Il Consiglio Nazionale dei Dottori Commercialisti e degli Esperti Contabili (CNDCEC), insieme alla Fondazione Nazionale dei Commercialisti (FNC), ha recentemente pubblicato un documento operativo riguardante le metodologie per mitigare i rischi associati alla pratica del carbon washing.
Il contesto economico attuale è caratterizzato da un'attenzione crescente verso le strategie di decarbonizzazione, spinte da:
- Un panorama normativo in evoluzione, che seppure in fase di assestamento, delinea una chiara direzione di marcia verso una maggiore trasparenza.
- La rilevanza cruciale della reputazione aziendale agli occhi di investitori, consumatori e altri stakeholder.
- La disponibilità di agevolazioni creditizie legate a progetti a basso impatto ambientale.
Tuttavia, la frammentazione e la mancanza di standardizzazione degli schemi di rendicontazione e monitoraggio della sostenibilità creano un ambiente in cui le aziende possono essere incentivate a divulgare green claims non pienamente corrispondenti alle proprie performance ambientali.

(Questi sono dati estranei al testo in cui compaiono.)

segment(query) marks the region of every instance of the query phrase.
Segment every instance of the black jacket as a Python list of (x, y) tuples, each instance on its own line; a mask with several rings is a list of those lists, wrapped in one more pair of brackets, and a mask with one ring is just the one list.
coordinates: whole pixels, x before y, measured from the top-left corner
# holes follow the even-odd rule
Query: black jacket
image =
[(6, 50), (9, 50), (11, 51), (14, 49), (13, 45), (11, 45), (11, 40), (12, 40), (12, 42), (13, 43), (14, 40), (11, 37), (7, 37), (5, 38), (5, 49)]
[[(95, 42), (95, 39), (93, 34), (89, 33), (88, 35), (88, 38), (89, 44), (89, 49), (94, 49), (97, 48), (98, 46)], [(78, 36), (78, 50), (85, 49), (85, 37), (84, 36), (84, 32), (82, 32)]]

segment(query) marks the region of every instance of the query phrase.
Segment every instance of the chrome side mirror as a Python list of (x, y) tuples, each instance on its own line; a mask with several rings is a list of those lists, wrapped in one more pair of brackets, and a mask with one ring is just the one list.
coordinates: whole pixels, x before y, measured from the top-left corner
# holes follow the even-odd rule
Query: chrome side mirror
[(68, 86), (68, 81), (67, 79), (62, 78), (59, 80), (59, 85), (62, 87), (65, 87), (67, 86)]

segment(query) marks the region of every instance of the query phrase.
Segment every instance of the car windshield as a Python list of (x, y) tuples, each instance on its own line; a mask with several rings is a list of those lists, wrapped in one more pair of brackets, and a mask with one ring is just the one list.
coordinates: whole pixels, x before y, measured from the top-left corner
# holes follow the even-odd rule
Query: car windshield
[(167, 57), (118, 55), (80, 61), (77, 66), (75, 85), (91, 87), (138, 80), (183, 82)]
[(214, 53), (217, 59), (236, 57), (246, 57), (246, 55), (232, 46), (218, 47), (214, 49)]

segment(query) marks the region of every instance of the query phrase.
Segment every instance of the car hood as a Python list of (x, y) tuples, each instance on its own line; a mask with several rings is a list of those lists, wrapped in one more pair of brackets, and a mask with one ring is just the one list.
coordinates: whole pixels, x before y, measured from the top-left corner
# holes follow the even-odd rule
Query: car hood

Le motivazioni alla base di queste dichiarazioni ingannevoli sono riconducibili a:
- il tentativo di rafforzare il vantaggio competitivo in un mercato sensibile alle tematiche ambientali, sociali e di condotta aziendale;
- la volontà di conseguire maggiori profitti grazie a una percezione del brand più positiva;
- l' obiettivo di accrescere la propria reputazione in assenza di performance ambientali solide e verificate.
Questa pratica, oltre a esporre le imprese a rischi reputazionali e futuri contenziosi, mina la fiducia degli stakeholder e ostacola una transizione ecologica autentica e misurabile.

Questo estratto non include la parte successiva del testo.